The 2016 reports from the Social Security and Medicare trustees confirm again that these critical programs are on unsustainable paths and will put increasing pressure on the rest of the federal budget in the years ahead.
“The trustees do not issue these reports for their own amusement,” says Robert L. Bixby, executive director of The Concord Coalition. “The annual reports are required by law with the expectation that responsible lawmakers will heed their warnings and take appropriate action.” But for several decades, he adds, “that has been a vain hope.”
The reports say Social Security and Medicare Part A (Hospital Insurance) continue to pay out more than they take in from their designated payroll taxes and thus rely on some general federal revenues. General revenues also help support other parts of Medicare.
The trustees say general revenue subsidies for Social Security and Medicare will total $401 billion in 2016 — $328 billion for Medicare and $73 billion for Social Security.
Bixby notes that the presumptive presidential nominees of the major parties “have yet to propose anything to deal with the problems highlighted by the trustees’ reports.”

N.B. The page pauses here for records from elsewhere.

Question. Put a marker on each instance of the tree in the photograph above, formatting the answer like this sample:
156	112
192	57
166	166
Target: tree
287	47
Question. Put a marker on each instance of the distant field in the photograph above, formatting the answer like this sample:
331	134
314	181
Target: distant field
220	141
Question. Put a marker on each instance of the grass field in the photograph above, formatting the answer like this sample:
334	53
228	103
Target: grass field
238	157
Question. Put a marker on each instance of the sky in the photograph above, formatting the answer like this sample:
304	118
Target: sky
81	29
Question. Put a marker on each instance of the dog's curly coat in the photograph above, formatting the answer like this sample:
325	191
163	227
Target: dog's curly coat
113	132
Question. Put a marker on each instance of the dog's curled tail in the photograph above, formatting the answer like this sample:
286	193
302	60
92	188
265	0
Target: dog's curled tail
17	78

A 2014 report by former U.S. Senators Bob Kerrey and Jack Danforth updates earlier work by a bipartisan commission they headed and provides helpful perspectives for entitlement reform. They are now two of Concord’s co-chairs.
“Failure to act soon could jeopardize our economic future, undermine our standard of living and unfairly burden our children and grand-children with excessive government debt,” Danforth said in response to the latest trustees’ warnings.
Kerrey added: “What this means is that current law will not allow Social Security to keep the promise to every future beneficiary under the age of 50. The longer Congress delays, the larger the cut in future benefits or the increase in future taxes.”